En début d'après-midi, à 13h45, la Cour d'assises de Bobigny était pleine à craquer pour entendre les derniers mots de l'accusé. «J'ai agi en légitime défense, et j'ai un mort sur la conscience», a dit Damien Saboundjian, à peine audible, à quelques heures de l'épilogue de son procès.

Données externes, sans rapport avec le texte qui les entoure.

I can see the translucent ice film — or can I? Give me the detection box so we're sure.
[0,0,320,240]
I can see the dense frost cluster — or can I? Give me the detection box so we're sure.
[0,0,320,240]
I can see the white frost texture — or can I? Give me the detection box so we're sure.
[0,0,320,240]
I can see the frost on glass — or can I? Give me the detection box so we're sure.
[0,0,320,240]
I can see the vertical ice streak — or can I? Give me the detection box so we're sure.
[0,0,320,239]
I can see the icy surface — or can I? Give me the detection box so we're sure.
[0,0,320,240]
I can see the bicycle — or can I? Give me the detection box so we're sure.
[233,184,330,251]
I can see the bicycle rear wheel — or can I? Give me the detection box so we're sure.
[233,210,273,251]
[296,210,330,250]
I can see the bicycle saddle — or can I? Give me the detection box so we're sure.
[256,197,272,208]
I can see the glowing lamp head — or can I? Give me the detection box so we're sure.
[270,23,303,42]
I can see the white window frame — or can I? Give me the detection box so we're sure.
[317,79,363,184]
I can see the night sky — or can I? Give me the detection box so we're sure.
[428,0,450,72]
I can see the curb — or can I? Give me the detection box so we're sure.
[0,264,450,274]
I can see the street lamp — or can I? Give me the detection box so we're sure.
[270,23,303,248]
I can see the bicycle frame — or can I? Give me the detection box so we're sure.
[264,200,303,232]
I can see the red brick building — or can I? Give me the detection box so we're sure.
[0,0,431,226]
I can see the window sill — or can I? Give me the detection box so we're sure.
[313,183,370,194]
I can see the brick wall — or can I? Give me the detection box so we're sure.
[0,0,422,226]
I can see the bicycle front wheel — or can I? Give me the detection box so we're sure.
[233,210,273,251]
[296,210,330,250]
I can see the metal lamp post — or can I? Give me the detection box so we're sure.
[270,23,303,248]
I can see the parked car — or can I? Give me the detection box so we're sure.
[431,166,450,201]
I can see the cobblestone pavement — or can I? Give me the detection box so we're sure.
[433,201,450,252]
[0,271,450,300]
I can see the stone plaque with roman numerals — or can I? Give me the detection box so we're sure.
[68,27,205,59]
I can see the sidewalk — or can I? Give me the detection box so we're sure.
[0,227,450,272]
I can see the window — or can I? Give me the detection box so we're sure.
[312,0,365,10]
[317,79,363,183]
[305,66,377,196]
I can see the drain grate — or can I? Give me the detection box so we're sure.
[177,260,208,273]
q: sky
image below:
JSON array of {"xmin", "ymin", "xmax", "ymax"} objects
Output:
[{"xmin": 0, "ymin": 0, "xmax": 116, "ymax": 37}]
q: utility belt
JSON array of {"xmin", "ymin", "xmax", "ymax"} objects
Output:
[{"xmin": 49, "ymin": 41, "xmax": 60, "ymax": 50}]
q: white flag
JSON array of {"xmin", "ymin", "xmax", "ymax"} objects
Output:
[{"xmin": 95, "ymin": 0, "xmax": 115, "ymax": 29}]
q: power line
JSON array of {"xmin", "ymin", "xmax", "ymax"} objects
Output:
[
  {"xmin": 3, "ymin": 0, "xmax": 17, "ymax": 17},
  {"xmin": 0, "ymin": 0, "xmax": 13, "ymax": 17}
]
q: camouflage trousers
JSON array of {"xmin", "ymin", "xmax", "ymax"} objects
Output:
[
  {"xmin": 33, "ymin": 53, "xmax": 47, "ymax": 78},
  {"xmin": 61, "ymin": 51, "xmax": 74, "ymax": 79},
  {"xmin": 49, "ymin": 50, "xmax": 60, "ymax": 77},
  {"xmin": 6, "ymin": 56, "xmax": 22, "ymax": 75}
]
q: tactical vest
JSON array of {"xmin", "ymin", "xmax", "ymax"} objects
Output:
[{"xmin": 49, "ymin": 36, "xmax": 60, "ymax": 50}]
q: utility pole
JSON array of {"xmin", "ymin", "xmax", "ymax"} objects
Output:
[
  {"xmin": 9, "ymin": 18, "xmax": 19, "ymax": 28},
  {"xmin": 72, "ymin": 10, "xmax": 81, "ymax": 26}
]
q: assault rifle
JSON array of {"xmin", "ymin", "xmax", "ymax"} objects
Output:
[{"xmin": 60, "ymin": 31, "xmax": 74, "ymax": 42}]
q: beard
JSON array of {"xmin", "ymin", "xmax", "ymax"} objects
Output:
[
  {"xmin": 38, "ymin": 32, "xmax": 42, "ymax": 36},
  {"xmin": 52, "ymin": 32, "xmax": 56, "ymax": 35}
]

Depuis cinq jours, ce gardien de la paix de 36 ans comparaissait pour «violences volontaires ayant entraîné la mort sans intention de la donner». Toujours policier mais désarmé, il encourait 20 ans de réclusion criminelle pour avoir tué d'une balle dans le dos à Noisy-le-Sec, Amine Bentounsi, fugitif armé, alors qu'il tentait d'échapper à un contrôle de police. La version de l'accusé n'a pas convaincu l'accusation qui a réclamé cinq ans de prison avec sursis mise à l'épreuve, avec une obligation de soins, eu égard à sa «fragilité psychologique», l'interdiction de porter une arme pendant cinq ans — la durée maximum légale — et l'interdiction d'exercer la fonction de policier. «Pour la protection de tous, à commencer par lui-même, sinon à tout moment il peut-être réaffecté sur le terrain» a insisté ce vendredi matin Loïc Pageot, le représentant du ministère public, pour qui la légitime défense n'est pas prouvée.

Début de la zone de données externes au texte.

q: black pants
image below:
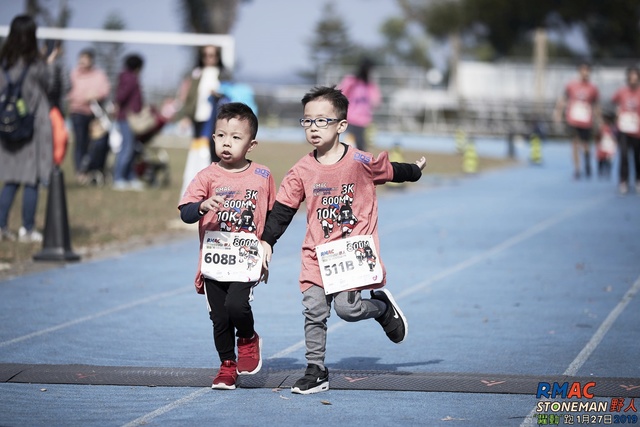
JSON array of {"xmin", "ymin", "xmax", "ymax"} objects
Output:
[
  {"xmin": 204, "ymin": 279, "xmax": 256, "ymax": 362},
  {"xmin": 618, "ymin": 132, "xmax": 640, "ymax": 183}
]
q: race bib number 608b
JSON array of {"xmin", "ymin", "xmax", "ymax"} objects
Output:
[
  {"xmin": 200, "ymin": 231, "xmax": 263, "ymax": 282},
  {"xmin": 316, "ymin": 235, "xmax": 382, "ymax": 295}
]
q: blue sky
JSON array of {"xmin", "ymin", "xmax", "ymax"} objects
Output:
[{"xmin": 0, "ymin": 0, "xmax": 399, "ymax": 85}]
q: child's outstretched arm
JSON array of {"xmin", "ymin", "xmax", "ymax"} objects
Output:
[{"xmin": 260, "ymin": 201, "xmax": 298, "ymax": 283}]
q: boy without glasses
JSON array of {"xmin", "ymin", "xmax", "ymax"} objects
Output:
[
  {"xmin": 178, "ymin": 102, "xmax": 275, "ymax": 390},
  {"xmin": 262, "ymin": 87, "xmax": 426, "ymax": 394}
]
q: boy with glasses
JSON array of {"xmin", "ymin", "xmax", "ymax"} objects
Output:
[{"xmin": 262, "ymin": 87, "xmax": 426, "ymax": 394}]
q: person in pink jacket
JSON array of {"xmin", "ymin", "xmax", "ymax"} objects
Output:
[
  {"xmin": 67, "ymin": 49, "xmax": 111, "ymax": 183},
  {"xmin": 338, "ymin": 58, "xmax": 381, "ymax": 150},
  {"xmin": 611, "ymin": 66, "xmax": 640, "ymax": 194}
]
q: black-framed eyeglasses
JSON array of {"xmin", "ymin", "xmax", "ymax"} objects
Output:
[{"xmin": 300, "ymin": 117, "xmax": 340, "ymax": 129}]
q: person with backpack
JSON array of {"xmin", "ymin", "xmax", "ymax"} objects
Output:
[{"xmin": 0, "ymin": 15, "xmax": 57, "ymax": 242}]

«La légitime défense ne se présume pas, c'est à [la défense] de le démontrer», a rappelé l'avocat général, comme l'avait plaidé la veille Me Michel Konitz, pour la partie civile. L'accusé s'est retrouvé finalement seul à soutenir qu'il a été braqué à deux reprises. La première fois, au moment où il arrive en voiture, pour «prendre en sandwich» le fugitif. La seconde, lorsqu'une fois sorti de sa voiture, en haut de la rue, le fugitif le braque à 17 mètres de distance. Le policier dégaine et tire quatre fois. «Il y a beaucoup d'incohérences», a estimé l'avocat général, qui ne comprend pas pourquoi le policier n'a pas sorti son arme plus tôt, s'il s'est fait braquer une première fois. Il ne comprend pas non plus pourquoi le fugitif, si, comme le policier le prétend, se retourne dans sa fuite pour le braquer, n'aurait pas réagi en voyant le fonctionnaire dégainer.

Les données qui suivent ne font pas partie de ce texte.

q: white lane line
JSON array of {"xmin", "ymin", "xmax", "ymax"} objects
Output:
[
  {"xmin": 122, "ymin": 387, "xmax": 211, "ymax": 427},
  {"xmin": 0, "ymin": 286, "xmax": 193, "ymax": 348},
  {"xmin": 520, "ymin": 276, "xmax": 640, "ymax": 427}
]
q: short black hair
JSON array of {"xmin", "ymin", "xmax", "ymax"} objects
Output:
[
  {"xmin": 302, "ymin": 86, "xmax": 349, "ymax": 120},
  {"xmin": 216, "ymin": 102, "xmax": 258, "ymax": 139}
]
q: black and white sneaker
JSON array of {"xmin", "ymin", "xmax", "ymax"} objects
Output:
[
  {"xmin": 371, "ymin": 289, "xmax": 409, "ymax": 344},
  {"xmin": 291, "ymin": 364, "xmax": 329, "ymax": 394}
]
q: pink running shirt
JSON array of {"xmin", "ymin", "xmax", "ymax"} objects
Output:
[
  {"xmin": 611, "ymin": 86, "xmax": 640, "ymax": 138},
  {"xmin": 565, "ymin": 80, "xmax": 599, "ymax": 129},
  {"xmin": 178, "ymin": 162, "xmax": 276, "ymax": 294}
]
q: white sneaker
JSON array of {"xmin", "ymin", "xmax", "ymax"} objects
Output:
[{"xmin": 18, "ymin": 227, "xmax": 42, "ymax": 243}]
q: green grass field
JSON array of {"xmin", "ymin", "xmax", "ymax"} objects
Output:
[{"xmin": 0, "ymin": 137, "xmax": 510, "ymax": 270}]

«C'est sa version à lui seul, contredite par tous les témoins qui ont vu la scène», a insisté l'avocat général qui pense que le policier a «manqué de discernement, agi dans la panique, avec un stress intense qui a induit des réactions inappropriées». Pour lui, Damien Saboundjian «n'était pas armé psychologiquement pour gérer une situation de stress» et ne doit plus avoir sa place dans la police. «C'est le travail des policiers d'attraper des délinquants mais pas dans m'importe quelle condition, dans le cadre des lois», a insisté l'avocat général, en demandant aux jurés de rendre une «décision qui ne puisse pas être interprétée comme un permis de tuer».
«Face à un individu dangereux, armé sur la voie publique, les policiers devraient se mettre aux abris ? Et attendre de se faire tirer comme des lapins ? Je ne peux pas l'admettre, c'est inacceptable !» a rétorqué Daniel Merchat, l'avocat de Damien Saboundjian, contestant la fiabilité des témoignages. «Ce n'est pas parce que les témoins n'ont pas vu [Amine Bentounsi] braquer Damien Saboundjian que ça ne s'est pas fait», a-t-il dit avant de conclure sa plaidoirie sur «le courage» des policiers, tandis qu'à l'arrière, son client éclatait une nouvelle fois en sanglots.